Adalet Bakanlığı'nın cezaevini boşaltmasından sonra proje aşamasına geçileceğini söyleyen Miroğlu 'Sinop, Ulucanlar örneği var, Süleymaniye'de Emnisoreka var, bunun örnekleri var, Türkiye herhalde bu örnekleri dikkate alacaktır. Tabi ki burada tarih ve kültür çalışmaları da olabilir.''
Orayı yaşamış her mahkumun gönlünden cezaevinin bir müze olması gerektiğini dile getiren Miroğlu şöyle devam ediyor:
"Kültür faaliyeti derken, sazlı, sözlü muhabbet gecelerinden bahsetmiyor kimse ama cezaevinin ve şehrin hafızasıyla ilgili kültürel faaliyetler de olabilir, tarih çalışmaları da yapılabilir."
Orhan Miroğlu, bir sonraki MKYK toplantısında, bu konudaki görüşlerine yer verdiği bir raporu cumhurbaşkanı sunacaklarını da ekliyor.

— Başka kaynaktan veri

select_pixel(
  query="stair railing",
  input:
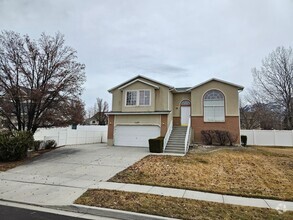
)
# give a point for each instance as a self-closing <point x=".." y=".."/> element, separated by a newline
<point x="187" y="136"/>
<point x="168" y="134"/>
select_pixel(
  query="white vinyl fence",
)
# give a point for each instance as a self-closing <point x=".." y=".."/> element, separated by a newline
<point x="68" y="136"/>
<point x="269" y="137"/>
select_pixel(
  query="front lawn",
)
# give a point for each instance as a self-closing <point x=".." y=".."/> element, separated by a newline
<point x="264" y="172"/>
<point x="175" y="207"/>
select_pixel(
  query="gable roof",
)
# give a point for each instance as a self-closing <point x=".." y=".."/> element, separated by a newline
<point x="218" y="80"/>
<point x="137" y="78"/>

'Diyarbakır Cezaevi insanlık trajedisidir'
Diyarbakır Cezaevi'nin Türkiye'nin son 40 yıllık siyasi tarihini, Kürt toplumunun devletle olan ilişkilerini çok etkileyen ve PKK'nın güçlenmesine yol açmış bir mekan olduğu tespitinde bulunan Orhan Miroğlu şöyle devam ediyor:
"Orada yaşanan ağır işkencelerin birçok sonucu oldu, çıkanların yüzde seksini soluğu Bekaa'da aldı, Abdullah Öcalan da bu cezaevinin PKK tarihi üzerinde oynadığı rolü dile getirmişti. Orası bir insanlık trajedisidir ama birçok insan orayı PKK'nin yeniden doğduğu yer olarak görür yani Diyarbakır cezaevinin bu şiddet ortamını besleyen çok büyük bir işlevi oldu."